「毎日を大事に生きる。」
現在
一日中キーボードを叩いていたが、仕事はしなかった。想像していた以上に経理の仕事は難しくなく、午前中には割り当てられた仕事が終わってしまい、パソコンに向き合う私の午後は無気力だった。いくつもの転職サイトに登録したものの書類選考で落ちることを繰り返し、転職活動に疲れた私は仕方なく勧められただけの仕事に就いた。いつまでもお金がない生活などする余裕はなく、それ以外に選択肢はなかった。こんなはずではなかったと思うことが多くなった。若い頃は誘われる仕事に手を挙げるだけで済んだが、もう手を挙げる自信さえなくなった。
過去
進路については自分に合っている事柄を選んでこず間違ってばかりだった。祖父も父も叔父も同じ商業高校に進み、大人になった彼らは皆それぞれが商売をして自立した道を歩んでこられた。私は明確な意思もなく工業高校に進み、微塵も興味のない機械科目について学んだが、その知識や技能を活かした仕事に就いたことはなく、今更簿記検定を受けようとしている。そこで築いた友人関係と部活に打ち込み上京できたことだけが、その高校に進んだことに意味を持たせたのだった。大した知識も技能も夢もなかったが、上京すれば何とでもなると思い、高校に届いた求人票で所在地が首都圏の企業を選んだ。私以外の同級生は半数が県内、残りが県外への就職を希望していたが首都圏の企業を選んだのは私だけで、就職してからは文字通り我武者羅に働いた。給与をもらい、飯を食い、遊びたいときにただやりたいことをした。

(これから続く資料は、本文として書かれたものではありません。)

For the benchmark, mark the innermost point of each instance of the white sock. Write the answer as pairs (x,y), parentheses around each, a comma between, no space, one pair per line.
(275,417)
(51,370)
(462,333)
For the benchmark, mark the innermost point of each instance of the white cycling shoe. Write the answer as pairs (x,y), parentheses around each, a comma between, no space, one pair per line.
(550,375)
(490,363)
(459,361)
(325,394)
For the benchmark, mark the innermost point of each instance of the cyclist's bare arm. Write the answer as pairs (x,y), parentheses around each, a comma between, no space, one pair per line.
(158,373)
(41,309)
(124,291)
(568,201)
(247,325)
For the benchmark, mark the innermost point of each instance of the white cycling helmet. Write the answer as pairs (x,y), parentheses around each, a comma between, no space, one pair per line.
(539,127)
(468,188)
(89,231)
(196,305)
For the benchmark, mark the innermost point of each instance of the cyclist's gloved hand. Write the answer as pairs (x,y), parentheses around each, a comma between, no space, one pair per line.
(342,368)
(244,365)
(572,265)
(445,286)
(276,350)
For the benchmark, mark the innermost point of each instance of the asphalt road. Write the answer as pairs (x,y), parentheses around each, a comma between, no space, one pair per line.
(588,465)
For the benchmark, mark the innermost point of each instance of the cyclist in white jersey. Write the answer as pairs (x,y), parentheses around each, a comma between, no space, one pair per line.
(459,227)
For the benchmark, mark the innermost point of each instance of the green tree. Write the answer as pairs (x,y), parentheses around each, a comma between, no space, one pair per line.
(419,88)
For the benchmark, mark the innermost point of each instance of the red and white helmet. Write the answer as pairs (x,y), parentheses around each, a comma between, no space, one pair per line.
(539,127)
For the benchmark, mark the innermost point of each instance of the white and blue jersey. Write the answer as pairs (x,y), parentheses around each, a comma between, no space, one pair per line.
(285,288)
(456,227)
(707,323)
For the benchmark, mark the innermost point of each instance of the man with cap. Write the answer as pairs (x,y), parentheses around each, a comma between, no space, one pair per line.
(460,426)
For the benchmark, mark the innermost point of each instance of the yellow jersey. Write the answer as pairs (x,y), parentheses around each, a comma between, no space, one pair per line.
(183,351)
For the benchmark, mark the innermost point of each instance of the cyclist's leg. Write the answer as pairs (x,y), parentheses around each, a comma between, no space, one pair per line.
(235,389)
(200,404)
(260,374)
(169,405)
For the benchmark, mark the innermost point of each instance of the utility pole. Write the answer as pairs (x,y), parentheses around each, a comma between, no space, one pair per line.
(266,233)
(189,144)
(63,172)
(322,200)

会社にはやりたいことなどなくただ働いている同期ばかりだったが、彼らは現在も同じ場所で働き、年賀状を見れば家庭を築いたことが分かる。上京すれば何とでもなると思った私だ、他にもできることがあると7年居たところを辞めるのは私くらいだった。それからは趣味や興味に任せたお金の稼ぎ方ができないかと考えたりしたが簡単ではなく、先ず派遣サイトに登録して色んな業種職種の仕事をやってみることにした。同じ場所で働き続けようと思える仕事があったが結果的には辞めた。
他人事
仕事をしているとき、飯を食うとき、遊んでいるとき、私の体が私のものでないような感覚がある。私の体が実際にしている動きに気持ちが乗っていないような、簡単に言えば他人事のような感覚だ。それが結果的に楽しかろうと、悲しかろうと、腹立たしかろうとどうでもいい、どうなってしまってもいいことであり、私のことではないことのように思えたのだ。そう思い始めてから私はなぜ生きているのだろうと考えるようになったところ、想像だったのか夢だったのか考えてしまった。固定できるまで繰り返し確認したそれが、天井にぶら下がり私を待っているように見えたとき、それ以上体が進まず手も届かない、というより伸ばさせないという誰かの意思を感じるのだ。それは明確に家族であり友人であり自分の嫁になる人だった。後に「生かされている」という言葉を知ったとき、失くしたくないものに囲まれている人間が発した言葉だろうと思った。けれど不思議と理解できたことから、私もそんな人間なのかと思えた。
郷愁
就職して直ぐは数か月に一度帰っていたが、現在では何年かに一度。特に帰省する理由もないと思っていた。ただ帰って誰かに会い昔を思い出したとき「地元で余生を過ごしてもいい」と思ってしまう。生まれた地でなら死んでもいいと思っていまう。郷愁の思いみたいなものを感じるまでにはならないだろうし、私の人生はもっと短いものだと思っていたし、どこかで死んでいたかも知れない瞬間は人生に幾つもあっただろうに、気付けば何十年も生きている。あの日、定期的に祖父の様子を見ている叔父から連絡があった。祖父は2日前に倒れ病院に運ばれ、もう長くないかも知れないということだったが、連絡があって数時間後には訃報を聞いた。
祖父
規則正しい生活をする人だった。朝は何キロも散歩に行き、庭を掃き洗濯をし、仏壇に手を合わし写経をし、好きなテレビを見て夜はビールを少し飲むくらいの毎日を過ごしていた。日曜日には車で私を迎えに来て、連れてきた熱い温泉に私を浸からせた。いつまでも牛肉のステーキやフランスパンを食べていたし、腰が曲がった姿を見たことがない。ご飯と汁物とお漬けもんでもあれば生きていけるだとか、100円でもいいから貯金をしなさいだとか言われた記憶がある。お酒を飲み過ぎるなくらいは言っていたかも知れないが、成人したときにはビールを贈ってくれた。色んな記憶と、成人式前にズボンを締めるために借りたベルトだけが形見のようになってしまった。何か大きなことを成し遂げなさいというようなことは言わなかった。私に対して何か夢を持ってくれていたかも知れないが、その背中が言ってくれていたのだ。当たり前の毎日を大事にしなさいと。生きるために生きているのだと気付いた。
どうとでも生きていける。私はまだ生きている。ただ生きるのみなんだ。